Se no nascedouro o forte de tais empresas eram as possibilidades quase infinitas de conexão e interação entre as pessoas, hoje elas ganham dinheiro (em quantidades estrondosas) com sua habilidade de entregar anúncios, produtos e serviços com a mais absoluta precisão. Isso porque usam justamente os dados coletados provenientes da navegação de usuários para entender o que eles fazem, desejam, temem e rejeitam. Tudo a partir da crescente sofisticação com que os algoritmos são capazes de prever comportamentos e, como consequência, influenciá-los. Em meio a prosaicas conversas com amigos e parentes e alguns temas interessantes, fomentam-se também boatos, padrões de beleza e estilo de vida inatingíveis, fake news, discursos de ódio e teorias delirantes como terraplanismo.

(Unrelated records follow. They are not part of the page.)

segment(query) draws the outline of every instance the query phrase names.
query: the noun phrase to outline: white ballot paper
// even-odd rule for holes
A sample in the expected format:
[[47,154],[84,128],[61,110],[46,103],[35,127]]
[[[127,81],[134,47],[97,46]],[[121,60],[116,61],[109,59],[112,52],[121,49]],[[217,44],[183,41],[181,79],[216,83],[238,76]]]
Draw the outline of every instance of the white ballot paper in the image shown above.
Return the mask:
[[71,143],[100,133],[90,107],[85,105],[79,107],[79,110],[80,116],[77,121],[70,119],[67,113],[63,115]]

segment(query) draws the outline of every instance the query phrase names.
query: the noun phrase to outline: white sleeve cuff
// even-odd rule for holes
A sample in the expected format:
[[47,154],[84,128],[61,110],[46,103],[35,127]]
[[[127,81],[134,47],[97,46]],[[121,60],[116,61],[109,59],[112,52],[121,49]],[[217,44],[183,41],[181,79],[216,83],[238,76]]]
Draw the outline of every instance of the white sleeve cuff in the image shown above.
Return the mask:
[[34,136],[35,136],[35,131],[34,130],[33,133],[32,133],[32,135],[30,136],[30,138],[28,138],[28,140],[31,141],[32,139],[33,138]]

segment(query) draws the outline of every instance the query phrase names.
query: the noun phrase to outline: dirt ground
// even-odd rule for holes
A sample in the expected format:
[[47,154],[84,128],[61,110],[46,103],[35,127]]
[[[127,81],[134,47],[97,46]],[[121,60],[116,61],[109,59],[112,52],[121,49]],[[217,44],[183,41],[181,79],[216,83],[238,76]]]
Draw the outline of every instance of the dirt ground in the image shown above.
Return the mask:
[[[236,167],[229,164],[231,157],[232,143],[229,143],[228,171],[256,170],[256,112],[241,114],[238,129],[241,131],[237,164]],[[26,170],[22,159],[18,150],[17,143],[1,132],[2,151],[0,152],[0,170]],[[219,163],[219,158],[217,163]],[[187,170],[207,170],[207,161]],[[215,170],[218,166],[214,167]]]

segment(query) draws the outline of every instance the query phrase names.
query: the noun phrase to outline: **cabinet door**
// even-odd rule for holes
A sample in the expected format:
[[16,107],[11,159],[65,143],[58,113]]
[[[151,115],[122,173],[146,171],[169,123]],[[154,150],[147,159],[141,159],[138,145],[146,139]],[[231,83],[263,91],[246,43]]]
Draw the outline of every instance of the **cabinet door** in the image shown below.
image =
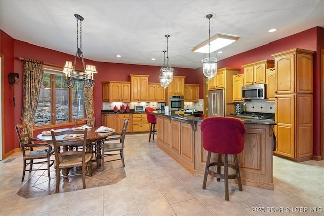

Dessa cacofonia brotam fenômenos como a eleição do presidente americano Donald Trump, a saída do Reino Unido da União Europeia (o Brexit) e a ascensão de Jair Bolsonaro ao poder no Brasil, todos fortemente enraizados nas redes sociais.
A discussão da influência das redes em nossa vida tem sido alvo de livros, filmes, conferências e até convocações para esclarecimentos no Congresso americano. Entretanto, o debate alcançou um patamar inédito com a estreia do documentário O Dilema das Redes na plataforma de streaming Netflix, há duas semanas. Por meio de uma sucessão de depoimentos de ex-funcionários de empresas como Google, Instagram, Pinterest e Twitter, entre outras, revelam-se em detalhes as estratégias para manter as pessoas cada vez mais conectadas às redes sociais. São mostrados, por exemplo, os recursos emprestados da psicologia e da neurociência para o desenvolvimento das interfaces entre a plataforma e o usuário e a forma como as empresas se valem dos dados de navegação. A partir da página 60 desta edição, VEJA traz uma reportagem sobre o filme e entrevistas exclusivas com o diretor Jeff Orlowski e o designer Tristan Harris, ex-funcionário do Google e um dos principais personagens na produção. Cabe ressaltar que as redes sociais são parte inseparável da vida moderna e trouxeram grandes benefícios desde que surgiram. Mas é impossível fugir da questão sobre o lado nefasto que exercem na vida de bilhões de pessoas em todo o planeta.